The forest are smouldering. The north is choking on the haze. In the background, you can hear a rustling sound. Bureaucrats are dusting off big-budget proposals for rescuing Thailand from drought. As background, it’s worth looking at the recent history.
Four years ago, the National Water Resource Committee announced a grand vision that would relieve poverty, make deserts bloom, and “turn Thailand into an agricultural powerhouse.” Behind the vision was a simple idea. Water would be taken away from places where there was too much, and given to places where there was too little. The results expected were little less than astounding. Over the past 200 years, the engineers had brought irrigation to only 22 million out of 131 million rai of farmland. But under this new project, the irrigated area would be doubled in five years, and quadrupled eighteen years after that. Virtually every farmer was promised tap water and enough for farming.
The scale, the vision, and the promise was eye-catching. The Thaksin government further raised the project’s profile by branding it as the Water Grid, brilliantly borrowing the metaphor of the electricity distribution system. It was easy to imagine water flowing all around the country as power now flows from the rows of great striding pylons down to the tangled cabling on every street.

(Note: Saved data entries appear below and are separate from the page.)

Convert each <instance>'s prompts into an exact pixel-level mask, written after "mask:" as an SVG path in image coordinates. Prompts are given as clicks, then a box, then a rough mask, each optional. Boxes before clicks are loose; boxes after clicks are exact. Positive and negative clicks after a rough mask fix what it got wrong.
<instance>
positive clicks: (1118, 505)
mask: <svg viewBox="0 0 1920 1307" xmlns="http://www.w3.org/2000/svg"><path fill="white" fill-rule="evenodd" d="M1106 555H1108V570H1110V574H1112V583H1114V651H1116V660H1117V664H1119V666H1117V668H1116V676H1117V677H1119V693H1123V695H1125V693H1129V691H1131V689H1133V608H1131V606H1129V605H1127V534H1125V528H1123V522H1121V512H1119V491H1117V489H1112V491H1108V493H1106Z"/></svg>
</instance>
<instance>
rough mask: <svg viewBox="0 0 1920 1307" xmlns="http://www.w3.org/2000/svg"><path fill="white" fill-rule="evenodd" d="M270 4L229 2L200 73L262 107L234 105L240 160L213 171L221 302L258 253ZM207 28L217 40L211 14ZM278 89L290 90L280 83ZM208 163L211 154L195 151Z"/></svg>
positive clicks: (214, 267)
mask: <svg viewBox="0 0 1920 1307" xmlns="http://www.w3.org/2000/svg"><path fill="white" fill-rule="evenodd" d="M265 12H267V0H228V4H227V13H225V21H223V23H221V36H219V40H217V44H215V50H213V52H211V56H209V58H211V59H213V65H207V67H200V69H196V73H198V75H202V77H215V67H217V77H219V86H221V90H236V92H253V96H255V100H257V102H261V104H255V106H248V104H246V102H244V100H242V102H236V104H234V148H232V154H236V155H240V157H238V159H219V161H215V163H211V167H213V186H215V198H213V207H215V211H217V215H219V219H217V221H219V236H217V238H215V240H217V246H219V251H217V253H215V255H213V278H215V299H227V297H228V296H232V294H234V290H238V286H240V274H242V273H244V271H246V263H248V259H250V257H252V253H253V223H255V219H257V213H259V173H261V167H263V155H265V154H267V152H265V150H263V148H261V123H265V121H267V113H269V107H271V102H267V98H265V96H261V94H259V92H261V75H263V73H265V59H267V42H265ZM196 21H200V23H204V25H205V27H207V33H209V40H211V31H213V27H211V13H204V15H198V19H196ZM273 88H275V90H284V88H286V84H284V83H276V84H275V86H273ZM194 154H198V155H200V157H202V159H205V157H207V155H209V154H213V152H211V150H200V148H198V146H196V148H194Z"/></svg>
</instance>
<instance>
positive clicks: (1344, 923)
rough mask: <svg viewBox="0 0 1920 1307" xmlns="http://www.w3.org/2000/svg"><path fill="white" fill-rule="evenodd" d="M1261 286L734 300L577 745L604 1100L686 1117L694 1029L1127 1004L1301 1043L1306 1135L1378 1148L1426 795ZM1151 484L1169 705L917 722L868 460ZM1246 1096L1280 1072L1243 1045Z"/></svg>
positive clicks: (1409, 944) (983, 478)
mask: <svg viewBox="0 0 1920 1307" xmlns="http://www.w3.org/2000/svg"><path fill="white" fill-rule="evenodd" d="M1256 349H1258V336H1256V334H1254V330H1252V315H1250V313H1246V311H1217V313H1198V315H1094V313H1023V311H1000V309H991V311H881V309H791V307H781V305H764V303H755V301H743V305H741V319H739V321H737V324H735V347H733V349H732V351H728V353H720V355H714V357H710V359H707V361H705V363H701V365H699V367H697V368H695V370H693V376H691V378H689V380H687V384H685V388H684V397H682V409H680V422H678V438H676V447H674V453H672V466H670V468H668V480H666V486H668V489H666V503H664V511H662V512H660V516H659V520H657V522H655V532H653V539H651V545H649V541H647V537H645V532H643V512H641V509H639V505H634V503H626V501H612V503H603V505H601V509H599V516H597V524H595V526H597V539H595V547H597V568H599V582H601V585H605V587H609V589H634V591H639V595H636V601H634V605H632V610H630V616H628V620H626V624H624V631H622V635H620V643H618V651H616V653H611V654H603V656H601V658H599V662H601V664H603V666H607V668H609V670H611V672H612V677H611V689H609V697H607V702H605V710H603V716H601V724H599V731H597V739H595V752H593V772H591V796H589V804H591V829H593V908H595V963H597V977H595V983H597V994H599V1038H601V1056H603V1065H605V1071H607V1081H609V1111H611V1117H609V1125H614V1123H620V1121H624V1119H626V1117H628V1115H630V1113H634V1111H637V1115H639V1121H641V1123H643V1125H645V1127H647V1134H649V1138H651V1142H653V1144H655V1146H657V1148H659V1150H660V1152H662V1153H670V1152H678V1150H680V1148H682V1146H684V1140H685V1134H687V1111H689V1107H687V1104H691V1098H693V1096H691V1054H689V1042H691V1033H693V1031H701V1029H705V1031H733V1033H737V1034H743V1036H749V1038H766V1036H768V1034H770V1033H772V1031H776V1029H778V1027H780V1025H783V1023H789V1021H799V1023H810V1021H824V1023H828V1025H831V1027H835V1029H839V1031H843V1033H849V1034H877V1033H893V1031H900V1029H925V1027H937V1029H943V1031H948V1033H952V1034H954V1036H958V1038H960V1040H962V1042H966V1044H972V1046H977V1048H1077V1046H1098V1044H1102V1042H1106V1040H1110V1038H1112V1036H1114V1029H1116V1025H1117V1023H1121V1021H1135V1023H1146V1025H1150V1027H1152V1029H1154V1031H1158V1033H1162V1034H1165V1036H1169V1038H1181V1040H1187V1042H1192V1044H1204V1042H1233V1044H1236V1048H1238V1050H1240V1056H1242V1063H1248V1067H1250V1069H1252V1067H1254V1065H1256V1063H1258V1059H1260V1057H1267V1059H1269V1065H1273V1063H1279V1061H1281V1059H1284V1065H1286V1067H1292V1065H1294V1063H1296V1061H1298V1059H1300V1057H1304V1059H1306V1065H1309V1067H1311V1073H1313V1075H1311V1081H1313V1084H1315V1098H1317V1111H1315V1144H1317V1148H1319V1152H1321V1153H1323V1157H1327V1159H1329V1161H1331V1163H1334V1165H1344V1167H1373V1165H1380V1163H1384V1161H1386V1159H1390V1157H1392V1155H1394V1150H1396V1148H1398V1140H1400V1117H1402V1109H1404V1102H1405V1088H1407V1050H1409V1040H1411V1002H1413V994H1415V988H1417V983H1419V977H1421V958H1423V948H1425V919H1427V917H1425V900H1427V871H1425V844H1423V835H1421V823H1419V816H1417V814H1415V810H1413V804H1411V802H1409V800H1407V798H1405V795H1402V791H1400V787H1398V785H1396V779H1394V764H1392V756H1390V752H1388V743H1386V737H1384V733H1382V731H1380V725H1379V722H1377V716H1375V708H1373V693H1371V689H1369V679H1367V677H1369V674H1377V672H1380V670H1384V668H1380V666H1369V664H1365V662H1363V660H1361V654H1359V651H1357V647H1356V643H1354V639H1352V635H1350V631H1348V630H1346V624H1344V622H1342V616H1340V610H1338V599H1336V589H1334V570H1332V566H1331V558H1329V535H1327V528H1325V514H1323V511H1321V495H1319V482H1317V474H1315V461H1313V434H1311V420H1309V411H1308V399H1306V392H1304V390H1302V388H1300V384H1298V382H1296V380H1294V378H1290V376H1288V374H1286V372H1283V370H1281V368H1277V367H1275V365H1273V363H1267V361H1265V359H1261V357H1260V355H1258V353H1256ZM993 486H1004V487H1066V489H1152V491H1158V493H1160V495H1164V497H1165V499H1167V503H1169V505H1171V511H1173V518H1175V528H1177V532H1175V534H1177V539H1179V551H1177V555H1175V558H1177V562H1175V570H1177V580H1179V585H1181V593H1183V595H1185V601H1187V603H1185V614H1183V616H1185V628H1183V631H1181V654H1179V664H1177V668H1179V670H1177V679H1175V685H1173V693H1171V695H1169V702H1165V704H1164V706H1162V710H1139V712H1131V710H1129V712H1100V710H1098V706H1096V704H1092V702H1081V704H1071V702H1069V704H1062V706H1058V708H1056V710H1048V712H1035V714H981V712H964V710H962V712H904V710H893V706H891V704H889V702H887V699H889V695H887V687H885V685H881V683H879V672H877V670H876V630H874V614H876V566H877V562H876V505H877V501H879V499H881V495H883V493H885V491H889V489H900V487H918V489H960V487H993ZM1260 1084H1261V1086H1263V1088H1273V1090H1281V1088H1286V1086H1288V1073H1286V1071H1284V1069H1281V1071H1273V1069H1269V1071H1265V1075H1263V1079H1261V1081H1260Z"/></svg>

Everything about the project was big. The minister announced that 30 or 40 million people would benefit. The number of new reservoirs to be dug would exceed 25,000. The amount of earth-moving required was enough to excite every construction contractor and truck owner in the land. The length of piping was incalculable. And the total cost figure had both scale and elegance: a cool five billion US dollars.
Such scale generates its own momentum. The environment minister who mumbled doubts about the whole thing was soon packing his bags. His successor by-passed the usual procedures for public hearings and other forms of scrutiny. Academics who raised objections were brushed aside. When Pramote Maiklad, a former irrigation chief and key figure in royal irrigation projects, suggested the scheme was “not cost-effective nor feasible in terms of engineering techniques,” he could not be heard above the chorus of salivation.
The main obstacle to the project was not the critics but the enthusiasts. In the rush to get a piece of the action, different groups jammed up the doorways. The Irrigation Department and the Department of Water Resources came up with rival versions of the scheme. The two agencies had to convene a peace conference as their in-fighting threatened to derail the whole sumptuous scheme.
While the project was big on vision, big on political value, big on budget, big on benefits for the agencies involved, and big on profits for contractors, it lacked a few important elements. Most of all, it simply lacked enough water.
The biggest benefit was expected in the poor dry northeast. The amount of rain which falls in the region and fills the local rivers is simply not enough to spread around. Way back in 1956, consultants concluded that the only way to irrigate Isan would be to use water from the Mekong. But the dam proposed at that time would have displaced almost half a million people, and the scheme had to be dropped. All subsequent irrigation projects in the northeast have attempted to use the little water available locally with a bit more efficiency. But they have not been very successful. The Rasi Salai dam increased salination of the soil and prompted big local protests. The Pak Mun scheme wrecked local fisheries and provoked national protests. Similar schemes on the Songkram River were howled down. Weir projects along the Chi River were under-utilized because farmers didn’t think it worth paying for the water. Similar projects along the Mun were abandoned because the estimated rate of return was too low. Many of the ponds build under the Green Isan project are useless.
Where to find the water? The Water Grid quietly hoped to suck the water out of Laos. It planned to build dams on rivers inside Laos, and pump the water through a pipe under the Mekong. Similarly in the north, the Water Grid planned to get water from the Salween River in Burma. Even among the boosters of the scheme inside the bureaucracy there were many people who doubted such diversion schemes would ever be politically acceptable.
But water was not the only thing lacking. Irrigation only brings a benefit if there are people to use the water. But people are draining away from Isan. In recent years, farmers have shifted to using labour-saving methods like broadcasting, hired mechanical harvesters because they cannot get labour, and brought in workers from Laos. More water is unlikely to reverse this trend. In addition, the areas expected to be irrigated by the Grid in Isan are vulnerable to salination. For these and other reasons, the projected returns on public investment in irrigation in Isan are hopelessly low. It makes far more sense to invest in education, electricity, roads, or agricultural research.
The Water Grid was a very big idea that made very little sense. Parts of the project were excellent, but the whole thing got overblown. The point here is not to condemn the Thaksin government. The problem existed long before, and will continue after. With the fall of Thaksin, the Water Grid may be dead, but its ghost is already walking. On the first signs of this year’s drought, the Irrigation Department promptly claimed “more dams are needed,” and vaunted its scaled-down version of the Grid scheme.
Water management is hugely important for Thailand. With global warming and local environmental decline, the oscillation between drought and flood is getting worse. But the potential profits from water management schemes tends to distort the process of research and planning. Bureaucrats, politicians, consultants, and contractors have mutual interests in blocking proper public scrutiny. Scale takes over from sense. And the haze gets worse.